(a)     Assuming the Maclaurin series for ${{\text{e}}^x}$, determine the first three non-zero terms in the Maclaurin expansion of $\frac{{{{\text{e}}^x} - {{\text{e}}^{ - x}}}}{2}$.

(b)     The random variable $X$ has a Poisson distribution with mean $\mu$. Show that ${\text{P}}\left( {X \equiv 1(\bmod 2)} \right) = a + b{{\text{e}}^{c\mu }}$ where $a$, $b$ and $c$ are constants whose values are to be found.

(a)     ${{\text{e}}^x} = 1 + x + \frac{{{x^2}}}{{2!}} + \frac{{{x^3}}}{{3!}} + \frac{{{x^4}}}{{4!}} + \frac{{{x^5}}}{{5!}} +  \ldots$

${{\text{e}}^{ - x}} = 1 - x + \frac{{{x^2}}}{{2!}} - \frac{{{x^3}}}{{3!}} + \frac{{{x^4}}}{{4!}} - \frac{{{x^5}}}{{5!}} +  \ldots$     A1

$\frac{{{{\text{e}}^x} - {{\text{e}}^{ - x}}}}{2} = x + \frac{{{x^3}}}{{3!}} + \frac{{{x^5}}}{{5!}} +  \ldots$     (M1)A1

Note: Accept any valid (otherwise) method.

[3 marks]

(b)     ${\text{P}}\left( {X \equiv 1(\bmod 2)} \right) = {\text{P}}(X = 1,{\text{ }}3,{\text{ }}5,{\text{ }} \ldots )$     (M1)

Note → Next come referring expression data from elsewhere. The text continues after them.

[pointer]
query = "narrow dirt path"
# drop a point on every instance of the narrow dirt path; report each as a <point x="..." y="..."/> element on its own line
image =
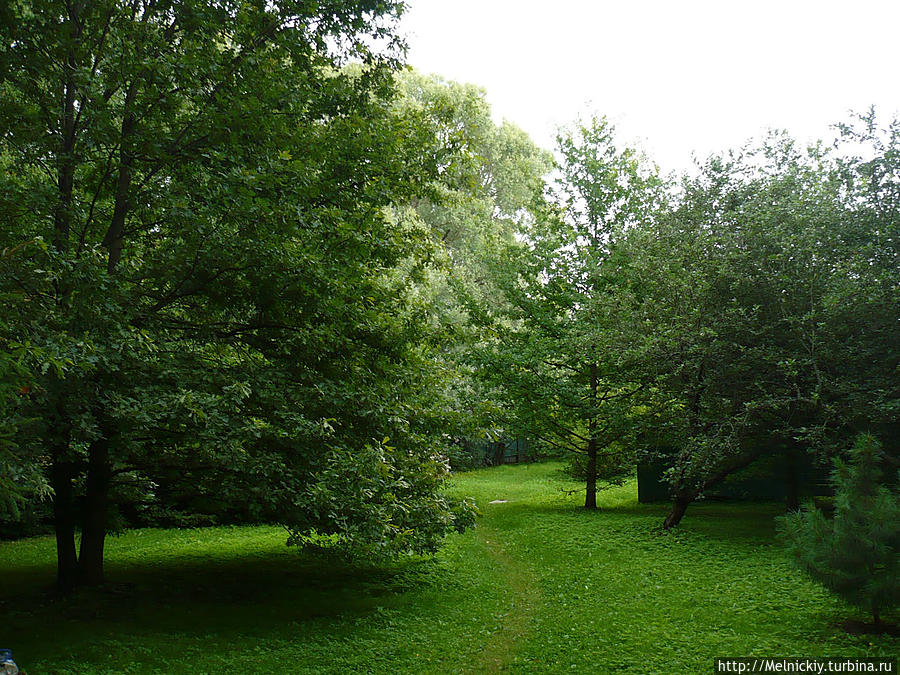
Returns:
<point x="515" y="627"/>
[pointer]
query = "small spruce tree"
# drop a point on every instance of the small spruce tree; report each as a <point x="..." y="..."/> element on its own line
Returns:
<point x="856" y="553"/>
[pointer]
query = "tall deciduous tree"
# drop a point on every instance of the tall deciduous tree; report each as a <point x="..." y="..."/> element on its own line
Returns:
<point x="557" y="354"/>
<point x="764" y="298"/>
<point x="221" y="280"/>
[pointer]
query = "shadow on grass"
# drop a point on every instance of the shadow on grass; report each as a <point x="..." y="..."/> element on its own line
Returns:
<point x="735" y="522"/>
<point x="218" y="599"/>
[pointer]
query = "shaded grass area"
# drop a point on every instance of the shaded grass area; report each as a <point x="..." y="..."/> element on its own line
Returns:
<point x="539" y="586"/>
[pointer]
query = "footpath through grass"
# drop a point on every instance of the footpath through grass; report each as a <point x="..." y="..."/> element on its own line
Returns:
<point x="539" y="586"/>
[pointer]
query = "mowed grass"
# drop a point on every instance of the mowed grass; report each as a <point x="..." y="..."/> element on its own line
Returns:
<point x="539" y="586"/>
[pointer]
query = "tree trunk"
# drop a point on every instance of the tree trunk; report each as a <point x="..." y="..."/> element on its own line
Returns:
<point x="792" y="484"/>
<point x="590" y="496"/>
<point x="679" y="506"/>
<point x="61" y="475"/>
<point x="93" y="532"/>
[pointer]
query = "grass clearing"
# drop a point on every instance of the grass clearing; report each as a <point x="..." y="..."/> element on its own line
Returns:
<point x="539" y="586"/>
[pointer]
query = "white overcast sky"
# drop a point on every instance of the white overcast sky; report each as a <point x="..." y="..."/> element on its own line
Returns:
<point x="675" y="76"/>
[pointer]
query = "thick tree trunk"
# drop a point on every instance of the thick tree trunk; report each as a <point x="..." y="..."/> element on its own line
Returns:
<point x="61" y="475"/>
<point x="590" y="496"/>
<point x="93" y="532"/>
<point x="679" y="506"/>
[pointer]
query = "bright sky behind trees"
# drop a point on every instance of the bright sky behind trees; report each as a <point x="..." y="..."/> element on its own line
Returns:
<point x="694" y="76"/>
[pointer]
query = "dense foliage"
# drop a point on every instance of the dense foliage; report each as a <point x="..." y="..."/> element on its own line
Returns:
<point x="856" y="553"/>
<point x="216" y="300"/>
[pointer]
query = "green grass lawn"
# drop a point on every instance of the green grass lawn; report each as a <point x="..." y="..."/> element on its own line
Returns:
<point x="539" y="586"/>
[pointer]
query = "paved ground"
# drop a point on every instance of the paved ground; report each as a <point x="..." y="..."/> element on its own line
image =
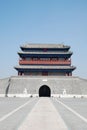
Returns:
<point x="50" y="113"/>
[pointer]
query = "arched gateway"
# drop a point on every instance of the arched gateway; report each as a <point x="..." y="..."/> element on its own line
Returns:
<point x="44" y="91"/>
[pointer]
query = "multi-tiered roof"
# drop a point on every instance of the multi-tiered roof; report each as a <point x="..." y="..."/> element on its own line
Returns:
<point x="45" y="59"/>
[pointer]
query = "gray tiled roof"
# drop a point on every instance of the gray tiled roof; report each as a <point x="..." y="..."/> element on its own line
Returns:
<point x="43" y="67"/>
<point x="44" y="45"/>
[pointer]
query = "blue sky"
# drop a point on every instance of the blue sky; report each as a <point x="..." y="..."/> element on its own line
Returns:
<point x="42" y="21"/>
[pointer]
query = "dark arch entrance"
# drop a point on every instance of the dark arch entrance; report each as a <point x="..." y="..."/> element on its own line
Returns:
<point x="44" y="91"/>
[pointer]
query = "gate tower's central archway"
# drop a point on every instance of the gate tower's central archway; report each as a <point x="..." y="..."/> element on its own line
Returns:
<point x="44" y="91"/>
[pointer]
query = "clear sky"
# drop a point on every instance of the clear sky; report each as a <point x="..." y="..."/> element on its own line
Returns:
<point x="42" y="21"/>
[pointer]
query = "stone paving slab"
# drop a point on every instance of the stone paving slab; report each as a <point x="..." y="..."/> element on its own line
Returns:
<point x="43" y="116"/>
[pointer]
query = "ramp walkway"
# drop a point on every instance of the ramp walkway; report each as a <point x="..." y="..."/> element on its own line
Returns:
<point x="43" y="116"/>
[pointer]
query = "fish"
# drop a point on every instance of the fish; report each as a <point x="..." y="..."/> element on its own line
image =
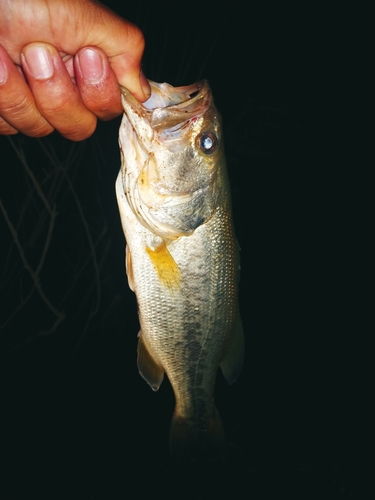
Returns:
<point x="182" y="256"/>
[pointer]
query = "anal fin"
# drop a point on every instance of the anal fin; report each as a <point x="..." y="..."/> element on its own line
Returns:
<point x="148" y="368"/>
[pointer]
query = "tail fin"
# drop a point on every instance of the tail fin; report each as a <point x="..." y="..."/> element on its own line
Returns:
<point x="196" y="441"/>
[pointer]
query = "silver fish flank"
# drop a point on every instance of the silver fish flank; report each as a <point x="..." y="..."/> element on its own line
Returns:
<point x="182" y="256"/>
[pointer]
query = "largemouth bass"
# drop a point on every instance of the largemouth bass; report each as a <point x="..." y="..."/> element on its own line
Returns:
<point x="182" y="256"/>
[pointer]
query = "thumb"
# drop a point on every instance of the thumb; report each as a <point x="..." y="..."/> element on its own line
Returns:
<point x="122" y="42"/>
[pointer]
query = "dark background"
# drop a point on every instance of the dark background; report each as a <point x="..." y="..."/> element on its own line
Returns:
<point x="293" y="86"/>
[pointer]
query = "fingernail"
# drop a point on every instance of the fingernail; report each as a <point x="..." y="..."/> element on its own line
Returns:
<point x="91" y="65"/>
<point x="38" y="61"/>
<point x="3" y="72"/>
<point x="144" y="84"/>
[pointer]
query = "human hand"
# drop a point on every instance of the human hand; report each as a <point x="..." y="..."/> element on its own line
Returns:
<point x="60" y="65"/>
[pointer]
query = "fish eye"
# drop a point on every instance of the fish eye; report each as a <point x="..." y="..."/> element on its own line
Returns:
<point x="207" y="142"/>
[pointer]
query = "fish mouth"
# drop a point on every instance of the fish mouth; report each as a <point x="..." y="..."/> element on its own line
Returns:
<point x="169" y="108"/>
<point x="166" y="185"/>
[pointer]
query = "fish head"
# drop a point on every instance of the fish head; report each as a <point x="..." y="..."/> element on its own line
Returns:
<point x="171" y="153"/>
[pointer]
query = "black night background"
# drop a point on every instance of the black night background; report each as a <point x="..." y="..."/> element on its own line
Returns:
<point x="78" y="421"/>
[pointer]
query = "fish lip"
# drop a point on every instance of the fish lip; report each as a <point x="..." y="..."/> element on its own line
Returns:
<point x="174" y="106"/>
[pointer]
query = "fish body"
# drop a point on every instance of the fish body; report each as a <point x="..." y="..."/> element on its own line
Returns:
<point x="182" y="256"/>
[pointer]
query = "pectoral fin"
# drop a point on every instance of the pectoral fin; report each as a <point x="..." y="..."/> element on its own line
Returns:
<point x="232" y="363"/>
<point x="148" y="368"/>
<point x="165" y="266"/>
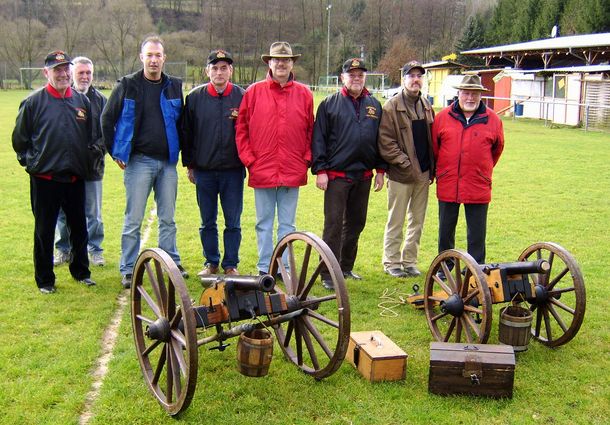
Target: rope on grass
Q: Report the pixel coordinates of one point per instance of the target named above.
(391, 299)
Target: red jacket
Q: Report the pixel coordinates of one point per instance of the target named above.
(466, 153)
(273, 133)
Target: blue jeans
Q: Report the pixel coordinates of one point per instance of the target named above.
(266, 201)
(142, 175)
(95, 226)
(229, 185)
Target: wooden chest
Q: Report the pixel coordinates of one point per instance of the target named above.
(376, 357)
(474, 369)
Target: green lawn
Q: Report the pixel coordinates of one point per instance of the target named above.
(550, 185)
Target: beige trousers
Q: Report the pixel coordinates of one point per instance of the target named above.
(404, 201)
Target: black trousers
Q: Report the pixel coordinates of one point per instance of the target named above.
(345, 207)
(47, 197)
(476, 227)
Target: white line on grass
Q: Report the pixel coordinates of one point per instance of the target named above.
(109, 338)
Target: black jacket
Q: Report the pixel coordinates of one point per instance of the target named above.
(98, 101)
(53, 135)
(343, 141)
(208, 128)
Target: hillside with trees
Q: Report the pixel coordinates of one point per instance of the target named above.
(386, 32)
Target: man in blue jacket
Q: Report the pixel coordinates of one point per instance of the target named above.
(210, 153)
(140, 128)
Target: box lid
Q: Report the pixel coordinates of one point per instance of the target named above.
(377, 345)
(455, 354)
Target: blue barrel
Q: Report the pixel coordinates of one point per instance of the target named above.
(518, 109)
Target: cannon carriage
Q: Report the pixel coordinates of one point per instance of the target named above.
(311, 323)
(459, 293)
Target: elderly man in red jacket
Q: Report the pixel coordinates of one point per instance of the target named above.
(273, 136)
(467, 140)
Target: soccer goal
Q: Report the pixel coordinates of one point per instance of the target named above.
(31, 78)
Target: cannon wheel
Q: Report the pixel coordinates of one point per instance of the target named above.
(456, 309)
(164, 330)
(560, 299)
(315, 340)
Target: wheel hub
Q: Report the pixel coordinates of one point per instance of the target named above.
(159, 330)
(453, 305)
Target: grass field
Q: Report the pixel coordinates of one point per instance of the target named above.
(550, 185)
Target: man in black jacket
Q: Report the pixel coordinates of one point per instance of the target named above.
(83, 79)
(53, 140)
(344, 152)
(210, 154)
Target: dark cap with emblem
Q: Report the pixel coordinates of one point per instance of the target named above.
(219, 55)
(411, 65)
(354, 63)
(57, 58)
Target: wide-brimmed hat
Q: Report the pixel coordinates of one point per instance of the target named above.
(409, 66)
(279, 49)
(219, 55)
(55, 58)
(471, 82)
(354, 63)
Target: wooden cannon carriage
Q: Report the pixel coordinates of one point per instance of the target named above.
(311, 324)
(459, 293)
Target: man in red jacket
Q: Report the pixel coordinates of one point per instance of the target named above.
(273, 136)
(467, 140)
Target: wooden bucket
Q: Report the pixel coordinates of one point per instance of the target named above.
(515, 327)
(254, 352)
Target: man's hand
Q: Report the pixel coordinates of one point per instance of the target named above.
(378, 182)
(322, 181)
(190, 173)
(120, 163)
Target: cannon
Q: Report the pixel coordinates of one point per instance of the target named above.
(311, 323)
(459, 293)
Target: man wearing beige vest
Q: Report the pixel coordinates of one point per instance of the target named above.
(405, 144)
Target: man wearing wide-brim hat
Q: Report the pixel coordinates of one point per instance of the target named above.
(467, 139)
(273, 136)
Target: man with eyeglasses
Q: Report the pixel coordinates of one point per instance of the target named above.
(467, 139)
(273, 135)
(405, 142)
(345, 155)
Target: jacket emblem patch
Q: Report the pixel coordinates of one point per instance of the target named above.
(81, 114)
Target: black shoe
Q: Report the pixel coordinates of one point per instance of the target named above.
(412, 271)
(351, 275)
(396, 273)
(183, 272)
(328, 284)
(87, 281)
(47, 290)
(126, 281)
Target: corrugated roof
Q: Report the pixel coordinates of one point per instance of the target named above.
(573, 41)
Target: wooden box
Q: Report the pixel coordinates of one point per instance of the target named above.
(473, 369)
(376, 357)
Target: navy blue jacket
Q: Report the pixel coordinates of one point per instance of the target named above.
(208, 128)
(122, 116)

$= {{\text{e}}^{ - \mu }}\left( {\mu  + \frac{{{\mu ^3}}}{{3!}} + \frac{{{\mu ^5}}}{{5!}} +  \ldots } \right)$     A1

$= \frac{{{{\text{e}}^{ - \mu }}({{\text{e}}^\mu } - {{\text{e}}^{ - \mu }})}}{2}$     A1

$= \frac{1}{2} - \frac{1}{2}{{\text{e}}^{ - 2\mu }}$     A1

$\left( {a = \frac{1}{2},{\text{ }}b =  - \frac{1}{2},{\text{ }}c =  - 2} \right)$

[4 marks]